Il distacco emotivo è quella capacità di non farsi travolgere emotivamente dagli eventi e consiste nel rimettere noi stessi al centro della nostra vita, vivere nel presente senza attaccamenti morbosi a persone, oggetti o idee. Non si possono far vibrare le nostre corde sensibili e dolenti se non ce ne sono.

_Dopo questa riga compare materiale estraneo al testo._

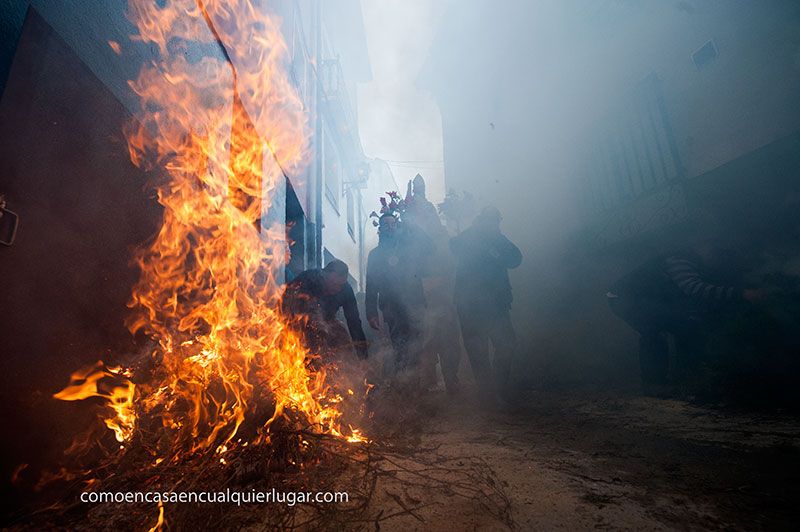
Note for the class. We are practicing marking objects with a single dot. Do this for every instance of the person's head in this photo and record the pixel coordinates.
(387, 226)
(335, 274)
(489, 219)
(419, 186)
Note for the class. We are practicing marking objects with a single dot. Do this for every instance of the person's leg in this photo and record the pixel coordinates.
(429, 352)
(504, 341)
(476, 343)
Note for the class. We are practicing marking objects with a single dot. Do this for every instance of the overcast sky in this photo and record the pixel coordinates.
(398, 122)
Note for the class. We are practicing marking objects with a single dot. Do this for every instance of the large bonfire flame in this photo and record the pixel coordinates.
(222, 128)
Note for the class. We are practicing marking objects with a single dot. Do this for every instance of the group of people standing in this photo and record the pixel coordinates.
(420, 285)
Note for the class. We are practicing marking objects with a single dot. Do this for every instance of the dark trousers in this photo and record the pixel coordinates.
(654, 319)
(479, 326)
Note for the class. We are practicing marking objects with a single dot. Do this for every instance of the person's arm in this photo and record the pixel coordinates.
(350, 308)
(685, 273)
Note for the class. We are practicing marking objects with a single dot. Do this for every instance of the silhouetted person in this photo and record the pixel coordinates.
(441, 337)
(394, 285)
(676, 294)
(317, 295)
(483, 299)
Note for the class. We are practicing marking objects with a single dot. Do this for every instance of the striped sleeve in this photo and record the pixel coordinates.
(685, 274)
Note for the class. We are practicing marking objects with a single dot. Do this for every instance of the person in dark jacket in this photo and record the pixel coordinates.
(676, 295)
(316, 296)
(483, 299)
(394, 286)
(441, 333)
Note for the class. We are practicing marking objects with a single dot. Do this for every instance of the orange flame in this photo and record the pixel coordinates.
(222, 120)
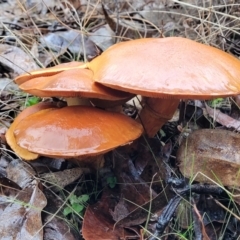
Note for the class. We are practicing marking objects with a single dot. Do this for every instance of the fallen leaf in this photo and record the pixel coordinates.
(223, 119)
(212, 152)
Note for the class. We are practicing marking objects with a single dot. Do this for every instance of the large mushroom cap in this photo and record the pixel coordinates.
(75, 131)
(72, 83)
(168, 68)
(22, 152)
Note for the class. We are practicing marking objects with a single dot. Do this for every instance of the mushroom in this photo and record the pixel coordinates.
(166, 70)
(75, 131)
(22, 152)
(71, 84)
(45, 72)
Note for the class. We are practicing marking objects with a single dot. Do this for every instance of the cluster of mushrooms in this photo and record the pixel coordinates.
(162, 70)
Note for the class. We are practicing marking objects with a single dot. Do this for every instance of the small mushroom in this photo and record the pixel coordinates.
(45, 72)
(166, 70)
(75, 131)
(74, 84)
(22, 152)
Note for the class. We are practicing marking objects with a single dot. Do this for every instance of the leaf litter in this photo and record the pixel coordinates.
(39, 34)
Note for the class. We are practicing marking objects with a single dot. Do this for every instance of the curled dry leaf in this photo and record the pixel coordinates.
(213, 153)
(223, 119)
(98, 222)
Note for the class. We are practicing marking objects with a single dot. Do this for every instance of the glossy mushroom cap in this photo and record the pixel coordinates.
(168, 68)
(72, 83)
(21, 152)
(75, 131)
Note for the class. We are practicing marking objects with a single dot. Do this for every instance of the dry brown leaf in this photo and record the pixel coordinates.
(214, 153)
(223, 119)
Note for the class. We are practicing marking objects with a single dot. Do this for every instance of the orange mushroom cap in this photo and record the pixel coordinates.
(21, 152)
(75, 131)
(171, 67)
(72, 83)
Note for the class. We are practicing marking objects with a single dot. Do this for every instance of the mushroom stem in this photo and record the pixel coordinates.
(156, 112)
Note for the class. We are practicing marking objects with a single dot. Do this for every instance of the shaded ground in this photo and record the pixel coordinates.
(122, 195)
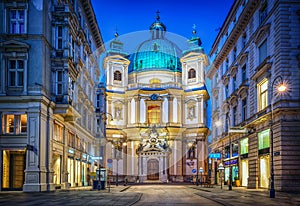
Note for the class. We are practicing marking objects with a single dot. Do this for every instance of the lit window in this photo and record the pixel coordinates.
(263, 13)
(264, 139)
(154, 114)
(17, 21)
(14, 123)
(59, 82)
(262, 51)
(191, 74)
(244, 146)
(262, 94)
(58, 132)
(191, 153)
(16, 73)
(59, 37)
(244, 109)
(117, 76)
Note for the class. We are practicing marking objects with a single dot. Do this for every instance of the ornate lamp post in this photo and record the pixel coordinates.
(281, 87)
(221, 168)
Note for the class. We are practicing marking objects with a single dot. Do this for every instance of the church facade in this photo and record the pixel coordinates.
(157, 100)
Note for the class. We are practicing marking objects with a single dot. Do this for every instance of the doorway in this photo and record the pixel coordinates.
(153, 169)
(13, 174)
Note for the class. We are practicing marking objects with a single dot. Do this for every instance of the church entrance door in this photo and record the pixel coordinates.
(153, 169)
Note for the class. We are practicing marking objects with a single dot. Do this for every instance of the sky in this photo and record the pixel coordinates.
(132, 19)
(179, 16)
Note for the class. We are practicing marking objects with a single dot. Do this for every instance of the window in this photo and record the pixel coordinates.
(59, 82)
(244, 40)
(226, 65)
(58, 132)
(263, 13)
(235, 116)
(98, 101)
(14, 123)
(262, 49)
(244, 146)
(264, 139)
(244, 109)
(191, 74)
(17, 21)
(117, 76)
(71, 139)
(234, 54)
(59, 37)
(154, 114)
(191, 153)
(262, 94)
(244, 74)
(234, 83)
(226, 91)
(15, 73)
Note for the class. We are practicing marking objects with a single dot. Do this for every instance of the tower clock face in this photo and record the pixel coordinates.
(154, 97)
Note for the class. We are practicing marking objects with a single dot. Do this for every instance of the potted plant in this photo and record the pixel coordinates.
(237, 181)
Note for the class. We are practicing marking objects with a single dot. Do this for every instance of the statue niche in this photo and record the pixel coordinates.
(155, 142)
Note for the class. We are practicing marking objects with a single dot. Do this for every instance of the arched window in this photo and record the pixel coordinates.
(191, 74)
(118, 76)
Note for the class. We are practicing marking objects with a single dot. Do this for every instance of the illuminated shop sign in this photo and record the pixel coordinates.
(232, 162)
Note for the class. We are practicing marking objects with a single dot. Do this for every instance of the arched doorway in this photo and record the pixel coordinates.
(153, 169)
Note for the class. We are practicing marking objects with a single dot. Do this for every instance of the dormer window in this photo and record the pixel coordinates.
(191, 74)
(117, 76)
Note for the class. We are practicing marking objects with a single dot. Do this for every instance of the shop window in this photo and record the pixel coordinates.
(191, 74)
(14, 123)
(154, 114)
(262, 94)
(264, 139)
(244, 146)
(117, 76)
(71, 140)
(58, 132)
(235, 149)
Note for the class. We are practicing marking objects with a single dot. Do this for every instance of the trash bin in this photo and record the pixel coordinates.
(102, 185)
(95, 184)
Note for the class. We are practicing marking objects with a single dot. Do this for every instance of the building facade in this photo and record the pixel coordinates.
(49, 75)
(255, 125)
(157, 99)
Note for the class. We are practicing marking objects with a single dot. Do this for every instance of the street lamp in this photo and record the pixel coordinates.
(102, 127)
(221, 168)
(230, 155)
(281, 87)
(193, 145)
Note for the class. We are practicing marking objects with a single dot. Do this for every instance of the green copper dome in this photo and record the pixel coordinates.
(157, 53)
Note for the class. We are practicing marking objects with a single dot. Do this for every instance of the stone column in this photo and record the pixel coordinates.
(170, 108)
(137, 110)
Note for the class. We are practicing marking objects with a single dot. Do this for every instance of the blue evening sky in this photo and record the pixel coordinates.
(132, 19)
(178, 16)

Il perdono: l’esempio del kintsugi, l’arte di riparare con l’oro
Perdonare non significa dimenticare ma riuscire a vedere oltre il danno. Dimenticare significa cancellare l’evento dalla nostra memoria senza trovare una reale risoluzione, perdonare invece significa riuscire a trasformarlo, rendendo la ferita un’occasione di crescita interiore.
Il perdono è simile alla meravigliosa arte del kintsugi: l’arte giapponese che consiste nel riparare oggetti rotti con metalli preziosi. Questa pratica nasce dall’idea che dall’imperfezione e da una ferita possa nascere una forma ancora maggiore di perfezione estetica e interiore. Il tuo perdono sarà come quell’oro che riesce a mettere assieme i pezzi rotti e a rendere il tutto più prezioso di quello che era all’origine. Per arrivarci dovrai allargare lo sguardo, uscire dagli schemi e vedere la lezione che quel dolore può portarti: su cosa pone la tua attenzione, cosa ti sta mostrando di te e dei tuoi punti dolenti invisibili? Come puoi rendere ancora più prezioso ciò che è stato rotto?
Questa tecnica potrebbe portarti su una strada totalmente inaspettata: magari vedrai in quella macchia di vino che non vuole andarsene dalla tovaglia della tua trisnonna un fiore, una rosa; e chi sa, potresti decidere di intingere il pennello in quel vino e dipingere fiori, paesaggi, montagne, un tramonto, rendendo quella tovaglia ancora più vivace, unica e originale aggiungendo le tue impronte a quelle della tua trisnonna e facendo di quella tovaglia un’opera trans-generazionale ; e nella stessa occasione eviterai che quella buona bottiglia di vino rosso si trasformi in aceto.